Assistimos recentemente a mais um importante capítulo desta nova era: o estudo SELECT. Apresentado durante o congresso da American Heart Association 2023, e publicado simultaneamente no New England Journal of Medicine, este estudo mostrou como um agonista do receptor da GLP1 pode mudar a história natural e reduzir o risco residual em pacientes com doença cardiovascular.
O estudo SELECT avaliou o impacto da semaglutida na redução do risco cardiovascular em pacientes com sobrepeso ou obesidade, mas sem diabetes. Trata-se de um ensaio clínico multicêntrico, duplo-cego, randomizado, controlado por placebo, que incluiu 17.604 indivíduos com idade ≥ 45 anos, que possuíam doença cardiovascular preexistente e índice de massa corporal (IMC) de ≥ 27 kg/m², sem histórico de diabetes. Os participantes foram randomizados para receberem semaglutida subcutânea semanal na dose alvo de 2,4 mg (n = 8,803), ou placebo (n = 8,801).
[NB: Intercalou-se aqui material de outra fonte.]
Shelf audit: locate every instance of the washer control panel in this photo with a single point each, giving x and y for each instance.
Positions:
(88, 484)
O tempo médio de acompanhamento foi de 39,8 meses.
Durante um acompanhamento médio de 39,8 meses, a semaglutida mostrou-se superior ao placebo, reduzindo o risco de morte cardiovascular, infarto do miocárdio ou AVC em 20% (6,5% vs. 8,0%; HR 0,80, IC 95% 0,72-0,90, p < 0,001).
Quanto aos desfechos secundários, houve redução na mortalidade por todas as causas (4,3% vs. 5,2%; HR 0,81, IC 95% 0,71-0,93), mas não na mortalidade cardiovascular. A incidência do desfecho composto de insuficiência cardíaca (morte cardiovascular ou hospitalização por insuficiência cardíaca) diminuiu 18% (3,4% vs. 4,1%; HR 0,82, IC 95% 0,71-0,96).
Além disso, reforçando o aspecto cardiometabólico desse agonista do receptor da GLP-1, a semaglutida foi associada a reduções significativas no peso corporal, circunferência da cintura, níveis de colesterol e triglicerídeos, e melhora na pressão arterial.
Em suma, o campo emergente do Cardiometabolismo, ilustrado pelo estudo SELECT, representa um marco na cardiologia moderna, ao demonstrar que uma medicação de ampla ação metabólica como a semaglutida é capaz de reduzir o risco residual em pacientes com doença cardiovascular estabelecida e sobrepeso. Com a integração de conhecimentos em cardiologia e metabolismo, a abordagem terapêutica para doenças cardiovasculares está sendo redefinida. Assim, o Cardiometabolismo não é apenas uma nova área de pesquisa, mas um convite à colaboração entre diversas especialidades médicas para promover uma saúde cardiovascular mais eficaz e abrangente.